As disappointed as I am that we haven't found Ambiorix, we need not spend any more time in this devastated land. I'm bringing the army to Durocortorum, in the country of the Remi, where a Gallic council will be convened and a few matters settled. Then, if all goes well, the troops will be moved to winter quarters and I'll head back to Italy.

entry Posted by Julius Caesar at 12:02 AM

December 18, 2002

Things are peaceful again in Gaul, so I'm heading home and the army will be quartered as planned.

Needless to say, I'm very disappointed in this year's campaign. We're no longer exploring new territory, we're just fighting to hold what we have. Gaul is a continent of fickle airheads, and I'll be happy to move onto new things.

Unfortunately Rome is a mess and the next few months offer no respite.

entry Posted by Julius Caesar at 12:09 PM

December 21, 2002

In any turbulent time, the observant will find opportunities to advance their position. So I will put pessimism aside. I'll examine the landscape, get my bearings, and then act.

entry Posted by Julius Caesar at 06:57 PM

December 24, 2002

You should be seeing a new design for the front page. Details of more things to come are here - and your input is encouraged.

Seeing as there's some sort of pagan holiday happening at the moment, I may not update again this week.

entry Posted by Julius Caesar at 01:20 AM

December 31, 2002

Dearest Julia,

You joke that the first thing I ask is, "what is he thinking?" But no - what I miss are your thoughts, not his. I wish I had made this clear when I had the chance. I wish you could know my thoughts again. Right now, when my mind turns to powerful, terrible things, I need to know: what would you say? What would you do? What should I do?

entry Posted by Julius Caesar at 09:40 AM

January 07, 2003

Unforseen connection problems are plaguing me at present. Regular updates should resume by the end of the week, if Mercury sees fit...

entry Posted by Julius Caesar at 03:11 PM

January 08, 2003

Mercury smiles, and my connection is restored. Many thanks, god of messages.

The big topic of discussion here in Illyricum is the conscription rally. As I think I mentioned before, Pompey is levying new troops. Of course, we'll all be happy to see public order restored. But many of us have questions, namely: how can soldiers accomplish this? With my supporters in Rome, I've been working to ensure my interests are represented in whatever "New Order" is selected for our republic. I'm cautiously optimistic.
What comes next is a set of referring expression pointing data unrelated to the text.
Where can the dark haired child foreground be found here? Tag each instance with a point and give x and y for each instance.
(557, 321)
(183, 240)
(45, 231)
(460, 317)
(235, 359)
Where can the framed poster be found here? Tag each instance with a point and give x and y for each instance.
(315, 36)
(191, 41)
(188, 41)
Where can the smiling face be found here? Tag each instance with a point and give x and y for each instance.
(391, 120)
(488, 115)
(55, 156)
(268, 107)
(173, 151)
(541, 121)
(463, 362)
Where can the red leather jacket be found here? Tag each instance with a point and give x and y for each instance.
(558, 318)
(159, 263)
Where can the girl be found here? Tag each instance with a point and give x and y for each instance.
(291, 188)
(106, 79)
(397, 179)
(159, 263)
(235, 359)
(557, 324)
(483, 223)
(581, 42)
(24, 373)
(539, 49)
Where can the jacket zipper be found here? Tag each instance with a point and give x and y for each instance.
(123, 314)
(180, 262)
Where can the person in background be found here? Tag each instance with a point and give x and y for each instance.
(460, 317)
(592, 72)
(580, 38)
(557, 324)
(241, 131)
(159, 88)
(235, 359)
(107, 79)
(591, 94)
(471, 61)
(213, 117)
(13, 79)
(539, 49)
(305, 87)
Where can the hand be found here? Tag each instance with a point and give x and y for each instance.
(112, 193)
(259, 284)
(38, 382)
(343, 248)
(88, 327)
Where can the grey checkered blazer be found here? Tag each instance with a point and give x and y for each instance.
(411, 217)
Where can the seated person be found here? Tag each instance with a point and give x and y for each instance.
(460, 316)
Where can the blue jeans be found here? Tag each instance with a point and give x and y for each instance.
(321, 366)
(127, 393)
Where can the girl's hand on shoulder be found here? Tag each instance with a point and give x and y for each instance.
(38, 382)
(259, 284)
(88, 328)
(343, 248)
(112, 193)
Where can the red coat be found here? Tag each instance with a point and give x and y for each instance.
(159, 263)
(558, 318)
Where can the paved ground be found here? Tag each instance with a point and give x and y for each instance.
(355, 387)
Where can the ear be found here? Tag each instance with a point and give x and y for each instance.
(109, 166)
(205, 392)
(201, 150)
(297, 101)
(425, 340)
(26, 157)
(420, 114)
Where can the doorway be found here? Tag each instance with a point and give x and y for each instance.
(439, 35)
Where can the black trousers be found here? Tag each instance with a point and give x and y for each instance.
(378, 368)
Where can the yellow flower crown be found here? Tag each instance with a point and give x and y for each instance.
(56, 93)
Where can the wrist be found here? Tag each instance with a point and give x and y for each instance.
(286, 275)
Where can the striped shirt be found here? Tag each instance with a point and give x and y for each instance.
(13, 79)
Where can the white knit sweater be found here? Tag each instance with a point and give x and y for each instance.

entry Posted by Julius Caesar at 03:02 PM

January 10, 2003

The conscription is broad: all Roman men of military age must be sworn in, even in my provinces. So right now I am seeing to it that Pompey gets his army.

My people in Rome have proposed that Pompey and I both run for the next consular elections. Now, I can't leave Gaul during my governorship, and if I renounced it and went to Rome as a regular citizen to campaign for the consul position, there's a strong chance that certain Senators would have me arrested. But hopefully we'll come to some kind of arrangement.